Les rouleurs polluants devront bientôt allonger la monnaie. Ou plutôt devoir régler des amendes si leur véhicule subit le futur système de « contrôle sanction automatisé » installé dans les différentes zones à faible émission (ZFE) d’ici au second semestre 2024, explique franceinfo.

Le but du comité ministériel de suivi qui suit le dossier est de faire diminuer la pollution automobile dans les villes en excluant progressivement les véhicules qui respectent le moins l’environnement est de se substituer à l’interdiction des contrôles dans les agglomérations où le dispositif s’applique déjà.

11 agglomérations déjà concernées par les ZFE

En France, ce sont ainsi 11 agglomérations qui sont déjà concernées par les ZFE. D’ici 2025, il devrait y en avoir 43 réunissant au moins 150.000 habitants. Pour l’heure, rien ne pénalise les rouleurs polluants et les collectivités territoriales disposent d’une marge de manœuvre relativement souple. Mais elles devront s’adapter, au regard des normes de qualité de l’air fixées par Bruxelles, qui déclencheront plusieurs échéances visant à interdire la circulation de certains véhicules.

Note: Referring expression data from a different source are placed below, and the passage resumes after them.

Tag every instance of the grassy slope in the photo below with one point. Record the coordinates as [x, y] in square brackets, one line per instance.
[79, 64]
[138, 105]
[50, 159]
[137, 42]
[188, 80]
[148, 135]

A partir du 1 er janvier 2023, les véhicules arborant une vignette Crit’Air 5, les modèles diesel produits avant 2001, seront concernés. Un an plus tard, ce sera les Crit’Air 4, les diesels datant d’avant 2006. Enfin, le 1er janvier 2025, ce sera le tour des Crit’Air 3 (diesel avant 2011 et essence avant 2006),

Mais alors, comment s’effectueront les contrôles ? Christophe Béchu, le ministre de la Transition écologique, promet que les « caractéristiques techniques des projets retenus seront présentés lorsqu’ils seront connus ». Après avoir annoncé que les amendes seraient « théoriquement de classe 4 », soit 750 euros maximum, le ministère de la Transition écologique a finalement expliqué que les contrevenants s’exposeraient à une amende forfaitaire de classe 3, soit 68 euros.